Step-by-Step Guide: Build a Multi-Modal AI App with GPT-4o 2026 and React 19
Multi-modal AI applications that process both text and image inputs are transforming how users interact with technology. With the 2026 release of GPT-4o—OpenAI’s most advanced multi-modal model to date—and React 19’s streamlined component architecture, building these apps is more accessible than ever. This guide walks you through creating a full-featured multi-modal AI app that integrates text generation, image understanding, and image generation.
Prerequisites
- Node.js 20+ installed locally
- Valid OpenAI API key with GPT-4o 2026 access
- Basic familiarity with React and JavaScript ES6+
- React 19 compatible package manager (npm 10+ or yarn 1.22+)
Step 1: Initialize Your React 19 Project
We’ll use Vite to scaffold our React 19 project, as it offers faster build times and native React 19 support:
npm create vite@latest multi-modal-ai-app -- --template react
cd multi-modal-ai-app
npm install
Verify React 19 is installed by checking your package.json dependencies—you should see "react": "^19.0.0" and "react-dom": "^19.0.0".
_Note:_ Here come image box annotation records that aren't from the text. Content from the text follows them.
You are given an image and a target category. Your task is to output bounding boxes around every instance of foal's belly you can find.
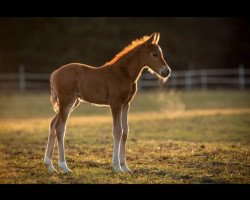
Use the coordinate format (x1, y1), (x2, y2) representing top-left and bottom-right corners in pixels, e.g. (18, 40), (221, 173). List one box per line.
(78, 84), (108, 105)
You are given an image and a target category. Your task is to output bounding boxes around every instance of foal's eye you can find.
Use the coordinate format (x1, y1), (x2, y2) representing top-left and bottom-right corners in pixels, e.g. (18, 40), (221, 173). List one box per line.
(152, 53), (158, 57)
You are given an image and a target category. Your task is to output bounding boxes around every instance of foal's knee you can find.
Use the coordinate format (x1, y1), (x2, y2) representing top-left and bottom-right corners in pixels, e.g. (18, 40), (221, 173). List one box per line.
(121, 132), (128, 142)
(55, 124), (65, 140)
(113, 128), (122, 139)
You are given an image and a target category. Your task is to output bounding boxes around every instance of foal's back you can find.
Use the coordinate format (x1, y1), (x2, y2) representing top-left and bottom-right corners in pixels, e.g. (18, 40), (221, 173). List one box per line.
(51, 63), (109, 105)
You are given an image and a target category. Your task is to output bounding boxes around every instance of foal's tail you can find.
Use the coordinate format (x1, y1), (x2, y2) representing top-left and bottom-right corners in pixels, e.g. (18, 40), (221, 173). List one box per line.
(50, 73), (59, 113)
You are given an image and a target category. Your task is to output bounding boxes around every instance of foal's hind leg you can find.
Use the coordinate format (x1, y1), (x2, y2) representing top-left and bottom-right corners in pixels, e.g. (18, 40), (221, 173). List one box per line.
(55, 98), (76, 173)
(44, 114), (58, 172)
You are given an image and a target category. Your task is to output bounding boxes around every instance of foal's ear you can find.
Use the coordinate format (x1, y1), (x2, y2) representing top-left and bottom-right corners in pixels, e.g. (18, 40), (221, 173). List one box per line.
(146, 33), (160, 44)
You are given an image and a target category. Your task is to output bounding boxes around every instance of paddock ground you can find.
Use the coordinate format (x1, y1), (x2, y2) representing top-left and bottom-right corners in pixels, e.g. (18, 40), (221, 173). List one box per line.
(0, 90), (250, 183)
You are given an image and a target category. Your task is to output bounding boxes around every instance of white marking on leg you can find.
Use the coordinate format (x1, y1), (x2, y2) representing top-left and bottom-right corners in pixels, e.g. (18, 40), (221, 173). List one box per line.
(111, 106), (123, 173)
(120, 105), (132, 172)
(44, 157), (57, 173)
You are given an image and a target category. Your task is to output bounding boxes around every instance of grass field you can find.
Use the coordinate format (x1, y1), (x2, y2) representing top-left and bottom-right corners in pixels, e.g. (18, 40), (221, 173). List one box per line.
(0, 91), (250, 183)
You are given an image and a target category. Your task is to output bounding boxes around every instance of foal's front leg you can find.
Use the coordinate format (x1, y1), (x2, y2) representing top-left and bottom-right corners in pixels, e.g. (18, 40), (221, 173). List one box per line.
(120, 104), (132, 172)
(111, 105), (123, 173)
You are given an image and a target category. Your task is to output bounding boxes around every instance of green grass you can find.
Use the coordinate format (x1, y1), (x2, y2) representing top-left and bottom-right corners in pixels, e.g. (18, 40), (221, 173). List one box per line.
(0, 91), (250, 183)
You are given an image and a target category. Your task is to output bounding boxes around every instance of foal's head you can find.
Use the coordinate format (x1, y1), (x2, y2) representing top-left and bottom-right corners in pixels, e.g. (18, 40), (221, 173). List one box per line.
(142, 33), (171, 81)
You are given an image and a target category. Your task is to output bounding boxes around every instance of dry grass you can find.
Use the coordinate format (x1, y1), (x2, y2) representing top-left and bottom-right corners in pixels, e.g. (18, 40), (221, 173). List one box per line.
(0, 91), (250, 183)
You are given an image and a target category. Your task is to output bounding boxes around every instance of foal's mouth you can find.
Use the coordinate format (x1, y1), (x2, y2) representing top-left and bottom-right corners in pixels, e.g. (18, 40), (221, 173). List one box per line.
(160, 67), (171, 78)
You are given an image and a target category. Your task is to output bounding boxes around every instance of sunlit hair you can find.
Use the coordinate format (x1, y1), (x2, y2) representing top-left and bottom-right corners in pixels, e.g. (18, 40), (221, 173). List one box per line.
(105, 36), (150, 65)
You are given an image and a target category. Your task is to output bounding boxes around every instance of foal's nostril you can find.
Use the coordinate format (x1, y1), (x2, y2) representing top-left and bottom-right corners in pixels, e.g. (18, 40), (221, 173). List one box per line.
(161, 68), (170, 77)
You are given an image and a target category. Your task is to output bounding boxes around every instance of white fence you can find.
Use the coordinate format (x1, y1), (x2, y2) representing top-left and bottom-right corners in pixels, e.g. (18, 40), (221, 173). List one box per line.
(0, 65), (250, 92)
(139, 65), (250, 90)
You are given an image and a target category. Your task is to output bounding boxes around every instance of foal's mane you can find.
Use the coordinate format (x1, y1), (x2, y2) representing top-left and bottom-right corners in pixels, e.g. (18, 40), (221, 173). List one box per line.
(105, 36), (150, 65)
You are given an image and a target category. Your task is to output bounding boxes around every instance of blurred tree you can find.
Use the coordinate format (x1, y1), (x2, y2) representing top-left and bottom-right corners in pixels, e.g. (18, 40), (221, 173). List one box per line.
(0, 17), (250, 72)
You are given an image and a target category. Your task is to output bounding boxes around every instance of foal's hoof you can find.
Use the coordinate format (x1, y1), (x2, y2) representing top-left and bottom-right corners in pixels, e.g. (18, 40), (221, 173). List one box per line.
(45, 164), (57, 173)
(122, 165), (133, 173)
(114, 166), (124, 173)
(58, 162), (73, 174)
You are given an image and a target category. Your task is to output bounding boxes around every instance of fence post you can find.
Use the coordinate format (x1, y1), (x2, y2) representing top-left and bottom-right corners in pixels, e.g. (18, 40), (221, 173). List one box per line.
(201, 70), (207, 91)
(19, 65), (25, 92)
(239, 64), (245, 90)
(185, 70), (192, 90)
(170, 73), (177, 89)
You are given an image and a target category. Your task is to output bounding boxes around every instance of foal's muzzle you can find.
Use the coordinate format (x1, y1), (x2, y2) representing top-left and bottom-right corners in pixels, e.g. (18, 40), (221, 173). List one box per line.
(160, 66), (171, 78)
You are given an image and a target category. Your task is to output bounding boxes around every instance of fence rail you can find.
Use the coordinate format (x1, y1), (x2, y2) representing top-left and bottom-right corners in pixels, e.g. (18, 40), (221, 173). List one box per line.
(0, 65), (250, 92)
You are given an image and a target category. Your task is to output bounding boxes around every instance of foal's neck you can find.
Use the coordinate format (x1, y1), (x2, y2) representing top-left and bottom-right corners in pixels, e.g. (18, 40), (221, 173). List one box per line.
(114, 49), (144, 83)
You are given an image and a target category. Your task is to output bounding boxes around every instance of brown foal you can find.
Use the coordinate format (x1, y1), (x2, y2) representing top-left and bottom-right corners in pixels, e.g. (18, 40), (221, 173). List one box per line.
(44, 33), (171, 173)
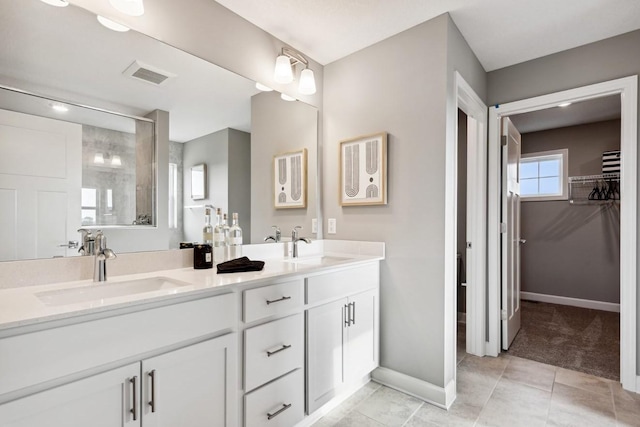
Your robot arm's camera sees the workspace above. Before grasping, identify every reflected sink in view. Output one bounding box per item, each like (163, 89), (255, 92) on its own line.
(36, 277), (190, 306)
(284, 256), (351, 265)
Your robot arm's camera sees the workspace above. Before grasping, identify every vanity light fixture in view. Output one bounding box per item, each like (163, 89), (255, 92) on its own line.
(256, 82), (273, 92)
(109, 0), (144, 16)
(273, 47), (316, 95)
(98, 15), (129, 33)
(40, 0), (69, 7)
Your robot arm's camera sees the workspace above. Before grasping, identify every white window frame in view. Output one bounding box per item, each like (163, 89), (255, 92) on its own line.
(520, 148), (569, 202)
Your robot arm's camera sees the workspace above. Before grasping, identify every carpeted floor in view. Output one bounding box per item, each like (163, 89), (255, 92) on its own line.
(508, 301), (620, 380)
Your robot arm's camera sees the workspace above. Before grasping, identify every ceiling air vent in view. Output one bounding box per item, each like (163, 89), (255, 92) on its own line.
(122, 61), (176, 86)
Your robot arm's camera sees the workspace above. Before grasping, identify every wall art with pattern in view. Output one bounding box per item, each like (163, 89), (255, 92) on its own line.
(273, 148), (307, 209)
(339, 132), (387, 206)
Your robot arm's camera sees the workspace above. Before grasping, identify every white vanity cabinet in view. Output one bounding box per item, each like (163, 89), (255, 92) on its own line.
(306, 264), (379, 414)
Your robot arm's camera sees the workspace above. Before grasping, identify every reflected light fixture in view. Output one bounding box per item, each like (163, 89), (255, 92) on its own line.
(40, 0), (69, 7)
(256, 82), (273, 92)
(273, 47), (316, 95)
(109, 0), (144, 16)
(98, 15), (129, 33)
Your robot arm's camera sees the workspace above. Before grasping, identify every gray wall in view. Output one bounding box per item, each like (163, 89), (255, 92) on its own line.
(521, 120), (620, 303)
(487, 30), (640, 366)
(183, 129), (251, 242)
(251, 92), (318, 243)
(322, 15), (485, 387)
Step 2: Install Required Dependencies
Install the OpenAI SDK for API calls and react-dropzone for handling image uploads:
npm install openai react-dropzone
Step 3: Configure OpenAI API Access
Create a .env file in your project root to store your OpenAI API key. Vite requires environment variables to be prefixed with VITE_ to expose them to the client:
VITE_OPENAI_API_KEY=your_openai_api_key_here
Next, create a src/lib/openai.js file to initialize the OpenAI client:
import OpenAI from 'openai';
const openai = new OpenAI({
apiKey: import.meta.env.VITE_OPENAI_API_KEY,
dangerouslyAllowBrowser: true, // Note: For production, proxy API calls through a backend
});
export default openai;
Note: The dangerouslyAllowBrowser flag is used here for simplicity. In production, always route OpenAI API calls through a secure backend to protect your API key.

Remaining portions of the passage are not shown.